Focus and fog

Almost on the spur of the moment I went to hear Ahdaf Soueif talking on ‘Activist Humanities in a Global Context’ this evening. ‘Activist’, humanities’ and ‘global’ are my sort of words, I’ve been interested in her newspaper articles about the Egyptian revolution, one of the co-speakers was a (very)-ex-colleague, and the talk was in the classy new auditorium at Pembroke College, so it seemed worth two hours even on a Friday evening. I walked through the old quad, past the chapel , over the outdoor, glass-sided bridge and into the new, polished-stone building with its solid pale-oak doors and delicate LED-lighting. Unlike the nearby social housing, built so badly 15 years ago that it is already being pulled down, Pembroke’s building is made to last centuries. There I exposed my brain to intellectual rigour (though not, sadly, from my ex-colleague). Quite a challenge but, although I couldn’t reproduce any of the acuity I heard, I understood enough of it to find myself nodding from time to time.

I was also relishing acuity of vision, since I’d collected my new (two-months-post-op, 30-months-post blur-onset) glasses half an hour before the talk. The shininess! The brightness! The sharpness! And when I got out onto the main road afterwards, the detail in the distance! Listening to my brain bubbling over with excitement made me wonder whether Aldous Huxley’s dreadful vision was a factor in his taking LSD. If he couldn’t have all the sparkly lights and pretty pictures courtesy of glasses…

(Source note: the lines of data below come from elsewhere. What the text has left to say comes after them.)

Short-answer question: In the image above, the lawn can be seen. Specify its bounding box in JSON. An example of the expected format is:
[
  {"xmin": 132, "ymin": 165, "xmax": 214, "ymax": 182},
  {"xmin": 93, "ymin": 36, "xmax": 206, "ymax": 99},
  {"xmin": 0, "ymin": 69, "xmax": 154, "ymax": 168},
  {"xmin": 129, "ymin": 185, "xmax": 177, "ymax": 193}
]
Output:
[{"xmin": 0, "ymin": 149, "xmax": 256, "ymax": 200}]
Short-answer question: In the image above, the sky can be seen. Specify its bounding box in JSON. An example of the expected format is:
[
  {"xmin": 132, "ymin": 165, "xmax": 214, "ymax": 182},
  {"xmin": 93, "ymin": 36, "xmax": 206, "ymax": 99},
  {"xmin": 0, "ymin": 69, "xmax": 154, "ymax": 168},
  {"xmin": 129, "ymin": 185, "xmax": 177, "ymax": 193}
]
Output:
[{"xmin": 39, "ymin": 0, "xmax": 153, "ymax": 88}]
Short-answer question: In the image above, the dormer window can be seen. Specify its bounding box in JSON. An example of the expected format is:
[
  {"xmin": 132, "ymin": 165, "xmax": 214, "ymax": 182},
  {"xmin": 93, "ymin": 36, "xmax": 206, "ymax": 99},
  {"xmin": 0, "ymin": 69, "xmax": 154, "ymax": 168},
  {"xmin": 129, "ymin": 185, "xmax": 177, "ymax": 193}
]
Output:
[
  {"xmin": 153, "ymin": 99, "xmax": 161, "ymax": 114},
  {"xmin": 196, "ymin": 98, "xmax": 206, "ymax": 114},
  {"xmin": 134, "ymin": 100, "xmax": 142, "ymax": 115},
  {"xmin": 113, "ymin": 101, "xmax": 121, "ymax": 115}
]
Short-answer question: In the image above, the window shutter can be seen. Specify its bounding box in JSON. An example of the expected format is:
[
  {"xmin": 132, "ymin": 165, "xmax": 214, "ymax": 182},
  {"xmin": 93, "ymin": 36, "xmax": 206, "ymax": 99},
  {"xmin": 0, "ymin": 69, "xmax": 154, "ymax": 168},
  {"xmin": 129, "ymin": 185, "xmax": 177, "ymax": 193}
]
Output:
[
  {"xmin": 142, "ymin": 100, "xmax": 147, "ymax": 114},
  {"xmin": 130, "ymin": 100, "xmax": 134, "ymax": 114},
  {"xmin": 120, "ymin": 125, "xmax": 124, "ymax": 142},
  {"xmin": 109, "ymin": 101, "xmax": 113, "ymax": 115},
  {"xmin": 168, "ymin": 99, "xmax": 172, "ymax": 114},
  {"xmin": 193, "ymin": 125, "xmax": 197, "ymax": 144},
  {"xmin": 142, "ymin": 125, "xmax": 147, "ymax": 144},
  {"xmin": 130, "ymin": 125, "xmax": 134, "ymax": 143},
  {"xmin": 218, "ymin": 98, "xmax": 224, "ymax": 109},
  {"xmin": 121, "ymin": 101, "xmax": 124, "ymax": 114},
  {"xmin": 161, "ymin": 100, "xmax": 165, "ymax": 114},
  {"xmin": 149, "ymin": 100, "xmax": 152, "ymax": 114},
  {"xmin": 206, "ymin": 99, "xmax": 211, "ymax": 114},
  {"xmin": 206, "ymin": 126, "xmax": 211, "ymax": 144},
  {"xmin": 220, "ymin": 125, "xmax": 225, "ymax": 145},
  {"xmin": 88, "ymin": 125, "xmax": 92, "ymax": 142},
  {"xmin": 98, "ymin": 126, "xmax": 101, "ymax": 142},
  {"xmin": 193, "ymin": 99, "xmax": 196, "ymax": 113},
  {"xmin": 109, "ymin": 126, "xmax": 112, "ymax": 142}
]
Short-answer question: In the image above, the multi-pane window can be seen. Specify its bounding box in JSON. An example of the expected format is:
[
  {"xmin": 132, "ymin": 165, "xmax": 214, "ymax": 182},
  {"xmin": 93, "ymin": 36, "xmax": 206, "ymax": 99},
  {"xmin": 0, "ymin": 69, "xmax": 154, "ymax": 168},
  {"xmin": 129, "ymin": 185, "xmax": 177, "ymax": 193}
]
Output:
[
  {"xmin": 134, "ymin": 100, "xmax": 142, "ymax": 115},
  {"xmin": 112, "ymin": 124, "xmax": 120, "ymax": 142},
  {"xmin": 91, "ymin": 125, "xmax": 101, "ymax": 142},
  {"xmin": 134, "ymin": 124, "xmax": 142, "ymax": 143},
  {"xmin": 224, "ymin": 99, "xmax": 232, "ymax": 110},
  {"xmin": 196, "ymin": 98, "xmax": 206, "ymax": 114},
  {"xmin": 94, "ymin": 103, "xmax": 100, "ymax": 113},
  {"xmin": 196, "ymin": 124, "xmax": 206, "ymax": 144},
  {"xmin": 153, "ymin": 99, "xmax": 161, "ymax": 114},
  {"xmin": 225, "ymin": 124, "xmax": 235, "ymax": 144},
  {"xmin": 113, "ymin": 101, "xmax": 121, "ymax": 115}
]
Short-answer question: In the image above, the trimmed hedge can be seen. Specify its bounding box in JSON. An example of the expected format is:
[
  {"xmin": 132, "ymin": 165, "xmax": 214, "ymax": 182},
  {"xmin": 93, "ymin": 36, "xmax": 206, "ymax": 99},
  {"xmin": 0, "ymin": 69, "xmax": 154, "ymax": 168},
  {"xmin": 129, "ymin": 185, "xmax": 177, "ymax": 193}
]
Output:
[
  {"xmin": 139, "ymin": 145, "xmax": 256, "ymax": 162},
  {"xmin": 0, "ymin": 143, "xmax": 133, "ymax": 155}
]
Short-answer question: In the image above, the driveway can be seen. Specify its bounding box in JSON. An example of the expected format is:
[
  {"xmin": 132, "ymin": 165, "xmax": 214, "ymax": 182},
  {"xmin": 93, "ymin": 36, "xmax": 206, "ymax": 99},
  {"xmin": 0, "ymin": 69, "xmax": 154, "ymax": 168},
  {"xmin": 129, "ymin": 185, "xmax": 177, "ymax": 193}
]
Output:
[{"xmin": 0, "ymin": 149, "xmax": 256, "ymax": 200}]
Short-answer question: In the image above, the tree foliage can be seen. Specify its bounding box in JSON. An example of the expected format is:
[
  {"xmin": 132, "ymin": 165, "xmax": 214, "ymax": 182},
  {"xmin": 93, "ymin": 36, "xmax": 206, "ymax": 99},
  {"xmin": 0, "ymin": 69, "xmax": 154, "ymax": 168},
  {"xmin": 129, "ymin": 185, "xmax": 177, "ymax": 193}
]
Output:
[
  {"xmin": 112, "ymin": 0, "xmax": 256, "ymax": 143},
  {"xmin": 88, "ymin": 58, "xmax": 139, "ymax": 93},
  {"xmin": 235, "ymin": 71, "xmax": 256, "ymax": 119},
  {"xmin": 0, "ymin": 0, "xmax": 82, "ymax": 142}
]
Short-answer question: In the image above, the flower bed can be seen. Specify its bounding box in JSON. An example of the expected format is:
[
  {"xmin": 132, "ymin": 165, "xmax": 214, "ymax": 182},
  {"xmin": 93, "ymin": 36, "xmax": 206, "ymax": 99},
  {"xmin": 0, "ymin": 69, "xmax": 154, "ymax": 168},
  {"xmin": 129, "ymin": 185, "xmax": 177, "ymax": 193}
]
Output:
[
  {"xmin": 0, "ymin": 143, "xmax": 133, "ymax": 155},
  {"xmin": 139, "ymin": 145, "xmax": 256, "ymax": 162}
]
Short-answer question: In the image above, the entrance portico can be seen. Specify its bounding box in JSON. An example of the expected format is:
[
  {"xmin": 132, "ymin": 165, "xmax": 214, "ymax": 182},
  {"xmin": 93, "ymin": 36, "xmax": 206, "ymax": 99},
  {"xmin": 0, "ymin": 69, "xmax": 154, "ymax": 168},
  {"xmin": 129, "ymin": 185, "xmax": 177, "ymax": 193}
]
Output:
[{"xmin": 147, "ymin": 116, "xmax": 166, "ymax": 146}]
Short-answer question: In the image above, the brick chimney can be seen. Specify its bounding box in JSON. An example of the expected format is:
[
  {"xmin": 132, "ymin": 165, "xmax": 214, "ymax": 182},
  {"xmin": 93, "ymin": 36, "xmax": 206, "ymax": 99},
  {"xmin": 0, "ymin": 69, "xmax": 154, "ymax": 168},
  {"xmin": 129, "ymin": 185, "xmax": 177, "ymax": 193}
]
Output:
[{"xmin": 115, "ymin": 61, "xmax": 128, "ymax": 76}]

Today also marks the death of Tony Benn, another source of focus in the fog. I heard him speak passionately at countless rallies and demonstrations, at Levellers’ Day which he attended loyally, and once, more intimately but just as forcefully, to a small audience in Oxford. I felt quite subdued about that light going out – he had compassion and integrity and was a rare champion of those people who are usually ignored.